Betty does not tend to go for “blues artists” live in general but she made an exception for this one. Not a capacity crowd, first night of a UK tour but these guys from Manchester were the business. Support bands missed (they were good apparently) including some punk influences and the crowd that spilled out between bands were of a friendly and mixed nature: people who like music and respect other people’s music choices, or so BM experienced, in some lively discussions about “punk is blues, no blues is punk” etc…
So Federal Charm played to around 50 people but what they lacked in crowd attendance they made up for in energy, rawness and sheer tension. This was some kind of power blues, blasting out of the speakers, shades of anything from Hendrix to Kravitz to QOTSA to Rainbow (and not the TV programme) to god knows what. There were lead lines, throbbing bass, thrashing chords but also a few layers given the two guitars and one bass setup. There were riffs aplenty, belting vocals and lots of pumped up posturing. And some amazing drumfills.
These guys may never be cult or have literary pretensions but they are pretty sophisticated for the genre. BM reckons they could do well in niche audiences and venues with the right promoters – there is a bigger audience for this stuff than it looks like on the surface – as previously said, this was the first night of a pretty long tour of these lands, promoting a new, possibly second or third album “Across the Great Divide”. It was sweaty, Betty, and all the better for it.

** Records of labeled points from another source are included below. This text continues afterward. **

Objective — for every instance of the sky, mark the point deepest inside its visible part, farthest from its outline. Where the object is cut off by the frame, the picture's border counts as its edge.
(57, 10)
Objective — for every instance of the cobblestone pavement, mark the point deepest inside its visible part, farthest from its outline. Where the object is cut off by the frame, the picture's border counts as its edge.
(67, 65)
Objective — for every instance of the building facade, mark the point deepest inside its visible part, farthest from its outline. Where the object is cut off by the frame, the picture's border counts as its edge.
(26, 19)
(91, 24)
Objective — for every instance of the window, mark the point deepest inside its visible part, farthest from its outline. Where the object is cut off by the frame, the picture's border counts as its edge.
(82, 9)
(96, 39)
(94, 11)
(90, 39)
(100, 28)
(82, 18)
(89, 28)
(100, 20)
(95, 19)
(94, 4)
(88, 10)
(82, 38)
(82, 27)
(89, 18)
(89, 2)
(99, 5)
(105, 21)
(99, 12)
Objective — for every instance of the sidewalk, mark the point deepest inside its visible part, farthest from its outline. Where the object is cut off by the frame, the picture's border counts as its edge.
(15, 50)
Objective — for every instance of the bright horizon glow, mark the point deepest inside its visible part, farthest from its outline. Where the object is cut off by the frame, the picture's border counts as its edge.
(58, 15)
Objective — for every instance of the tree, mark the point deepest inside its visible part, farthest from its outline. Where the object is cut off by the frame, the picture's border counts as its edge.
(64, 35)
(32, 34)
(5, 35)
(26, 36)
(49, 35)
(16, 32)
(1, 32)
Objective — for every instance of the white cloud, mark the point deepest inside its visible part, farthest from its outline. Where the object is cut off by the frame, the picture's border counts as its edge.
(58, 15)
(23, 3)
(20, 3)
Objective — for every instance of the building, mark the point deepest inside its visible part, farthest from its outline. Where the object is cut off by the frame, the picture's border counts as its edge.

Look ’em up, not very hip but blues begat much of anyone’s musical landscape and to hear it played well, with panache and commitment, in a small venue, really floats BM’s ocean liner, or motorboat on the Thames, shouting at Bob Geldoff.
Given the date and the hour BM would like to apologise on behalf of the British people for all the crap music we have inflicted on the Europeans. The list is long:
– Simply Red – massive in Europe
– Runrig – massive in Europe
– Middle of the Road (and no, we won’t go there tonight…) – massive in Europe- could go on…

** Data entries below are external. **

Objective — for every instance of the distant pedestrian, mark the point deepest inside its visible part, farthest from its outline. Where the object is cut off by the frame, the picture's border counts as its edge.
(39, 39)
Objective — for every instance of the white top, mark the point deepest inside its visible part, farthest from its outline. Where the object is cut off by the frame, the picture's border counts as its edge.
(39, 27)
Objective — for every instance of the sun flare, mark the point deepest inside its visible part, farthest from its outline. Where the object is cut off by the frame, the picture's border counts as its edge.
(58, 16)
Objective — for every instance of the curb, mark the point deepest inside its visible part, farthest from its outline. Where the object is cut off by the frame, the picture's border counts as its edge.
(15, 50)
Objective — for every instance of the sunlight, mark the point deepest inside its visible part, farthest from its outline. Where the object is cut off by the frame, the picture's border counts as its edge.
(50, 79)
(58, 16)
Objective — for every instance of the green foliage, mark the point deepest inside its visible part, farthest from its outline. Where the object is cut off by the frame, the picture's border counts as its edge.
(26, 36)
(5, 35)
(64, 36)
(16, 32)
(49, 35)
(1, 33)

Anyway it is all over, under the terms of Brexit there will be no further cultural exchanges, so for all your Plastique Bertrands and all our Samantha Foxes (ok there is just one but you get the idea people)… silence. There will be a radio and internet virtual wall and also – expulsion from Eurovision, the ultimate cultural sanction.
I could go on… a heartfelt apology to les Frogs (can I say that?) and the rest, for 41 years of rubbish musical exports, truly sorry, but no more – we will keep our crap for ourselves – victory!